Theorem 11.1 (Dual of the Dual is the Primal) The dual of the dual LP is the primal LP.
Proof. The strategy is to rewrite the dual as a maximization problem, apply the primal-to-dual recipe, and simplify to recover the original primal.
Consider the dual problem:
\min \; b^\top y \quad \text{s.t.} \quad A^\top y \geq c, \quad y \geq 0.
This is equivalent to:
-\max \; (-b^\top y) \quad \text{s.t.} \quad -A^\top y \leq -c, \quad y \geq 0.
Now we can take its dual using the primal form with data:
c \leftarrow -b, \quad A \leftarrow -A^\top, \quad b \leftarrow -c.
The dual of this maximization problem is:
\min \; (-c)^\top z \quad \text{s.t.} \quad (-A^\top)^\top z \geq -b, \quad z \geq 0,
which simplifies to:
-\min \; (-c^\top z) \quad \text{s.t.} \quad -Az \geq -b, \quad z \geq 0,
i.e.,
\max \; c^\top z \quad \text{s.t.} \quad Az \leq b, \quad z \geq 0.
This is exactly the primal! \blacksquare
Since the dual of the dual is the primal, there is no preferred “direction” — we can always choose which LP to call primal and which to call dual.
With the dual LP defined and duality shown to be symmetric, we turn to the fundamental question: what is the quantitative relationship between the primal and dual optimal values?
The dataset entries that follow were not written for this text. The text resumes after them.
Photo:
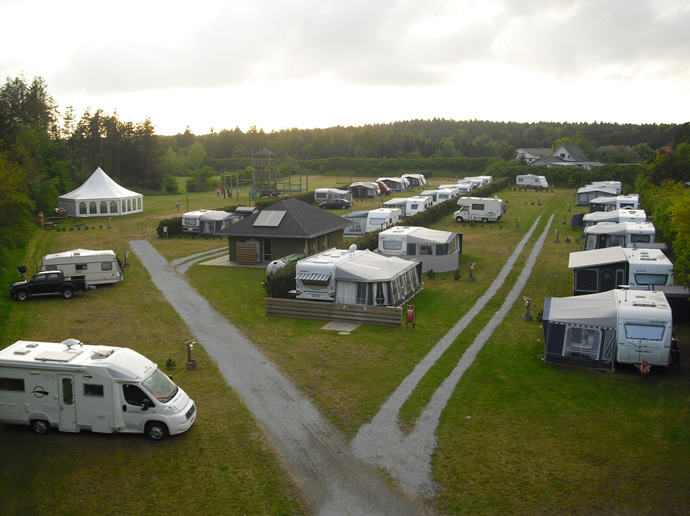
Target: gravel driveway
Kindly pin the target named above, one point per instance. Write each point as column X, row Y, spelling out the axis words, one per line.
column 331, row 476
column 328, row 477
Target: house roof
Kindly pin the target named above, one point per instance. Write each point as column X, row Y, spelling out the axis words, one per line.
column 290, row 218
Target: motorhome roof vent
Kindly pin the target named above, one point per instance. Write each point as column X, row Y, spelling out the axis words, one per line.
column 105, row 353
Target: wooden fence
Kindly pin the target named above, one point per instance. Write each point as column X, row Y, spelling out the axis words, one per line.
column 327, row 311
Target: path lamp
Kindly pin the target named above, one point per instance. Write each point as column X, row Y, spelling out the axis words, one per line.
column 527, row 316
column 191, row 364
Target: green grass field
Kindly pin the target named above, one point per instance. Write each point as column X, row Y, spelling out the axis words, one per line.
column 518, row 435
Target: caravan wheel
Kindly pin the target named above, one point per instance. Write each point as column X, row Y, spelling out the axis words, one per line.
column 40, row 426
column 156, row 431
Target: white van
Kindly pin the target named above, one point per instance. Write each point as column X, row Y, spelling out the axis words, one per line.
column 73, row 386
column 97, row 267
column 382, row 218
column 479, row 208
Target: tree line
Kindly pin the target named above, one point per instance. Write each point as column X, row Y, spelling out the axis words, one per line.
column 45, row 153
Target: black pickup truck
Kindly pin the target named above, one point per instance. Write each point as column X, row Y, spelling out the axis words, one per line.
column 48, row 283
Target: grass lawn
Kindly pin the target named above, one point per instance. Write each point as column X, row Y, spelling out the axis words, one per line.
column 518, row 435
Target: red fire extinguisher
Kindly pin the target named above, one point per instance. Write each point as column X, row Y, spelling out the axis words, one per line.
column 410, row 315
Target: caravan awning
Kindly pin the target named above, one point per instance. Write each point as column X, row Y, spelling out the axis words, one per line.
column 313, row 276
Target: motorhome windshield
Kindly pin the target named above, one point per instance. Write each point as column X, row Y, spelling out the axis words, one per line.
column 651, row 279
column 160, row 386
column 644, row 331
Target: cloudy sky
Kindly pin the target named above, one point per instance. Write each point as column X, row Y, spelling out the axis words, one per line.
column 221, row 64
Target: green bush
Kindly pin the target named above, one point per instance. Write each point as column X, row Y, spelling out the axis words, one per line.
column 280, row 282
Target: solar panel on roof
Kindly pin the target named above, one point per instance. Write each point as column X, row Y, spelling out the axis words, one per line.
column 269, row 218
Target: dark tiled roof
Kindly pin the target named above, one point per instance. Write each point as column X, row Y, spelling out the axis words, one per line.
column 301, row 220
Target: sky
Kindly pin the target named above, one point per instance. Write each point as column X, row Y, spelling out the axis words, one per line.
column 220, row 64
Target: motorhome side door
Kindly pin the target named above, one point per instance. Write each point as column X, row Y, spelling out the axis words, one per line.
column 133, row 398
column 68, row 406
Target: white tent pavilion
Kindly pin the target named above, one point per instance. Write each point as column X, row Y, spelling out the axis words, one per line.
column 100, row 196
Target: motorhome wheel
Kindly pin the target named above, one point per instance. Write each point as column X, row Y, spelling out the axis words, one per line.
column 40, row 426
column 156, row 431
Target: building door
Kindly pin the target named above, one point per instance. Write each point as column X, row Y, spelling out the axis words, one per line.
column 68, row 407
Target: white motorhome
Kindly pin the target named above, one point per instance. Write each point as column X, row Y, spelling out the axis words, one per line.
column 212, row 222
column 328, row 194
column 417, row 204
column 431, row 193
column 445, row 194
column 73, row 386
column 598, row 330
column 594, row 218
column 479, row 209
column 531, row 181
column 191, row 221
column 357, row 277
column 382, row 218
column 415, row 180
column 624, row 234
column 97, row 267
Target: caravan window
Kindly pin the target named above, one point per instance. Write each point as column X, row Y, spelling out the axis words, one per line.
column 644, row 332
column 392, row 244
column 93, row 390
column 582, row 342
column 645, row 239
column 12, row 384
column 651, row 279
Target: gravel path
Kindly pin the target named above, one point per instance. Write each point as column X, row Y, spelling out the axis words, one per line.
column 328, row 477
column 331, row 476
column 408, row 458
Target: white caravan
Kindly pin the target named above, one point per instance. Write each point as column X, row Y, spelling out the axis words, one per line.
column 355, row 277
column 382, row 218
column 618, row 202
column 73, row 386
column 446, row 194
column 597, row 330
column 417, row 204
column 399, row 203
column 328, row 194
column 624, row 234
column 531, row 181
column 97, row 267
column 594, row 218
column 191, row 221
column 479, row 209
column 599, row 270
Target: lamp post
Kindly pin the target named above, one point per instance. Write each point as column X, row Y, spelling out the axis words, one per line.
column 527, row 316
column 191, row 364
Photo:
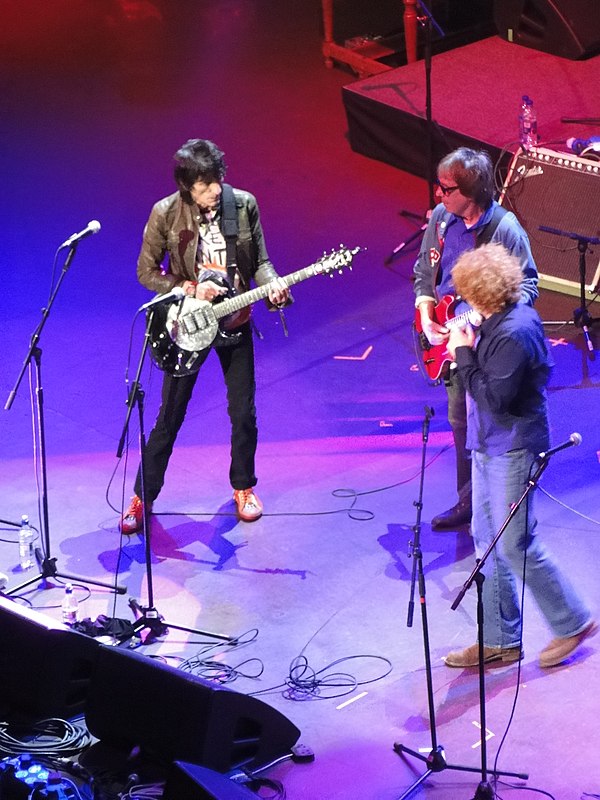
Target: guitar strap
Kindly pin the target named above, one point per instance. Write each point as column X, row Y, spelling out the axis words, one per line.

The answer comes in two stages — weak duality (an inequality that always holds) and strong duality (equality at optimality).
11.4 Weak Duality
We now formalize the bounding relationship between the primal and dual. Let \Omega_P = \{x : Ax \leq b, \; x \geq 0\} denote the primal feasible set and \Omega_D = \{y : A^\top y \geq c, \; y \geq 0\} denote the dual feasible set.
Theorem 11.2 (Weak Duality) If x is feasible for the primal and y is feasible for the dual, then
c^\top x \leq b^\top y. \tag{11.1}
In other words,
\max_{x \in \Omega_P} c^\top x \;\leq\; \min_{y \in \Omega_D} b^\top y.
Proof. The strategy is to chain two inequalities: first use primal feasibility (Ax \leq b) to bound b^\top y from below by x^\top A^\top y, then use dual feasibility (A^\top y \geq c) to bound x^\top A^\top y from below by c^\top x.
Since x, y are feasible for the primal and dual respectively, we have:
b^\top y = (b - Ax)^\top y + (Ax)^\top y.
Now:
- b - Ax \geq 0 (since Ax \leq b) and y \geq 0, so (b - Ax)^\top y \geq 0.
- Therefore b^\top y \geq (Ax)^\top y = x^\top A^\top y.
Next:
- A^\top y \geq c (dual feasibility) and x \geq 0, so x^\top A^\top y \geq x^\top c = c^\top x.
Chaining together:
b^\top y \geq x^\top A^\top y \geq c^\top x. \qquad \blacksquare
11.4.1 The Duality Gap
Definition 11.1 (Duality Gap) For any primal feasible x and dual feasible y, the duality gap is
\text{Gap}(x, y) = b^\top y - c^\top x. \tag{11.2}
By weak duality (Equation 11.1), \text{Gap}(x, y) \geq 0 for all (x, y) \in \Omega_P \times \Omega_D.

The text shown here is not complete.